Immunoglobulin gene rearrangement analysis is one of the more commonly performed assays available on the hematopathology menu of clinical molecular pathology laboratories. The analysis of these rearrangements provides useful information on a number of different levels in the evaluation of lymphoproliferations. An appreciation of the various mechanisms involved in the numerous physiological pathways affecting the immunoglobulin genes, and hence antibody molecules, is central to an understanding of B-cell development vis-à-vis the generation of immunological diversity. Knowledge about the intricate complexities of these mechanisms is also germane to an evaluation of testing methodologies. With this information, it is easier to develop an understanding of how contemporary molecular testing of immunoglobulin gene rearrangements has evolved, from historically quite heterogeneous, fairly flawed, and rather ugly approaches to current more-standardized protocols. In addition, recognition of how such genetic changes with good intentions can turn bad has fostered increasing insights into the pathogenesis of B-cell lymphomas and leukemias. Despite the significant improvements in the design of immunoglobulin gene rearrangement assays, numerous pitfalls and caveats remain. Accordingly, it is crucial to consider such testing a tool, and although most useful, it is one of many tools that may be required to build cogent diagnoses.

Figure 1

Major stages of development of the IG repertoire. Three major phases during which IG gene diversity and effector function is generated are noted at the top: VDJ recombination, SHM (somatic hypermutation), and CSR (class switch recombination), and the enzymes mediating these events (RAG1/2, recombinase-activating genes 1 and 2; AID, activation-induced cytidine deaminase).

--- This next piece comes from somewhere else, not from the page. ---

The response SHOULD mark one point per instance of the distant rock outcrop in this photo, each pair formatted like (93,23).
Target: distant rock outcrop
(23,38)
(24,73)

The generation of combinatorial diversity is not noted (see text for details). The two major sites at which these events occur are in the middle: bone marrow and germinal center of lymph nodes. The nongerminal center (T-cell independent) pathway for acquisition of memory (ie, a B cell can acquire memory and become a marginal zone cell, independent of the germinal center) is not shown. The respective stages of B-cell maturation are noted at the bottom.

Figure 2

IGH@ VDJ recombination and detection of PCR products. A: D-J rearrangement precedes full V-DJ rearrangement (see text for details). The intervening DNA sequences are deleted. In between the rearranged V and D, and D and J, are N (nucleotide) sequences, inserted by TdT (terminal deoxynucleotidyl transferase). Only a rearranged VDJ gene can be PCR amplified with V and J primers, since in the germline (non-rearranged) configuration the V and J gene segments are too far apart to be successfully amplified. The primers are directed at the FRs (framework regions), with most of the length and composition heterogeneity generated by CDR3 (complementarity determining region 3). B: PCR products analyzed by gel electrophoresis. Lane 1, size markers; lane 2, polyclonal smear; lane 3, two monoclonal bands, consistent with bi-allelic rearrangement; lane 4, specimen from same patient as analyzed in lane 3, now 2 years later, with the apparently identical rearrangements most suggestive of relapse rather than a second primary; lane 5, monoclonal; lane 6, polyclonal smear; lane 7, neither discrete band nor smear, suggestive of either an absence of B cells or failure of these primers (seen as band at the bottom) to amplify a monoclonal rearrangement. C: PCR products analyzed by capillary electrophoresis. A Gaussian distribution is seen with polyclonal, reactive B cells, using FR1, FR2, and FR3 primers. The x axis reflects the lengths of the products in base pairs, whereas the y axis reflects the height of the peaks in arbitrary fluorescent units. Original images kindly provided by Jason Merker, MD, Stanford University. D: PCR products analyzed by capillary electrophoresis. A discrete peak in the absence of a Gaussian distribution is seen with monoclonal B cells, using FR1, FR2, and FR3 primers. The axes are as noted above in C. Original images kindly provided by Jason Merker, MD, Stanford University.